INVESTIGADORES
SMANIA Andrea
congresos y reuniones científicas
Título:
Quorum Sensing mediated tradeoff limits mutators fixation during ploymicrobial infections?
Autor/es:
LUJAN AM; SOMMER LM; MARVIG R; CIOFU O; SMANIA AM; KROGH JOHANSEN H; MOLIN S; BUCKLING A
Lugar:
Salta
Reunión:
Congreso; LV Annual SAIB, LIV PABMB 2019; 2019
Resumen:
Bacteria with elevated mutations rates (mutators) can reach high frequencies in cystic fibrosis (CF) chronic infections and are associated with treatment failure in chronic respiratory infections. The causes and consequences of bacterial elevated mutation rates have been widely studied and results suggest that mutators might be selected because their higher probability of generating beneficial mutations.
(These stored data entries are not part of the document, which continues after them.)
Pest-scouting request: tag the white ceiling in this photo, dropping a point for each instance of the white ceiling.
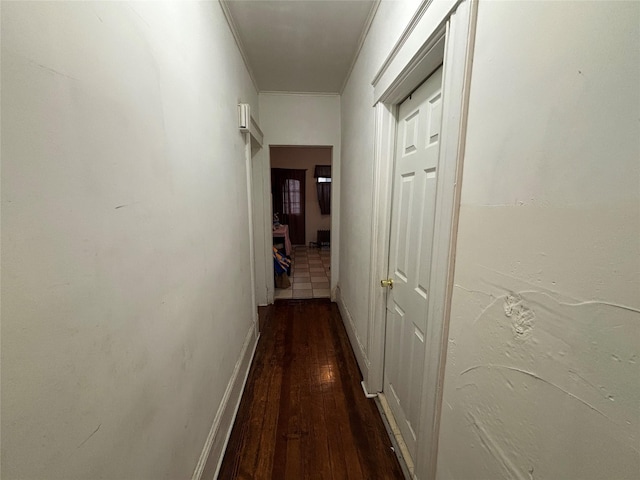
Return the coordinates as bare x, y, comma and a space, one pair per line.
299, 45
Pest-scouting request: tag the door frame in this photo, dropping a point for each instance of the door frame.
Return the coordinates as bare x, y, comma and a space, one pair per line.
441, 32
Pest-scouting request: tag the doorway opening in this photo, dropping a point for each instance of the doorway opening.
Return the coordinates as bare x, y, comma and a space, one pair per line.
301, 205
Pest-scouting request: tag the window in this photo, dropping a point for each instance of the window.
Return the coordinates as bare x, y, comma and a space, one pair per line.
291, 197
323, 184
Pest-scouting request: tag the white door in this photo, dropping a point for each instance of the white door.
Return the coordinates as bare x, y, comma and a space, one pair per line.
412, 230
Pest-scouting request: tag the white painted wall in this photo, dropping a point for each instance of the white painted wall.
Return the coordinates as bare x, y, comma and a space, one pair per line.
294, 119
544, 347
357, 119
543, 354
125, 272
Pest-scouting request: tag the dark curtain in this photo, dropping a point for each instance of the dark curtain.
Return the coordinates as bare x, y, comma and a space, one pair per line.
324, 188
288, 190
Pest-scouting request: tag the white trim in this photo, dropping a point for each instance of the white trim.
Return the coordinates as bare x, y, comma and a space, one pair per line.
365, 389
363, 36
358, 348
252, 251
216, 444
384, 148
445, 34
456, 85
236, 37
417, 16
300, 94
412, 45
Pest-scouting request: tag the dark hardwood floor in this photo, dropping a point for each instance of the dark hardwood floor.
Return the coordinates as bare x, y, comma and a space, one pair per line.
303, 414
However, it is notable that there are large between-patient differences in mutator frequency; even where the age and treatment protocols of patients are similar.Understanding this variation may provide opportunities for interventions that could minimize mutator evolution and the severity of infections.Possible drivers of variation in mutator frequencies are interactions with other bacterial co-infecting bacterial species. Ecological and evolutionary changes in populations of co-occurring species may result in continually changing selection pressures, potentially selecting for mutators. Alternatively, mutators may be selected against if competitors constrain adaptation to other components of the environment. Here, we used a combination of correlational in vivo data and in vitro experiments to determine the role played by co-occurring pathogens in driving variation in Pseudomonas aeruginosa mutation rate in chronic infections. By performing metagenomic analysis of CF sputum samples we show that mutation frequency in P. aeruginosa is negatively correlated with the frequency and diversity of co-infecting bacteria in chronic lung infections of CF patients. By competing in vitro P. aeruginosa mutators against wild-type in the presence and in the absence of the bacterial community we demonstrate that mutators have a fitness advantage in the absence of other CF-associated species, and that this was in part because mutations in the main Quorum-Sensing (QS) regulators that were beneficial in the absence of competitors but deleterious in theirpresence. These QS genes were also more likely to be mutated in P. aeruginosa CF populations showing elevated mutations frequencies in vivo.Our results demonstrate that interspecific competition constrains the evolution of mutation rates, and more generally highlights the crucial role of the community context in microbial evolution and virulence.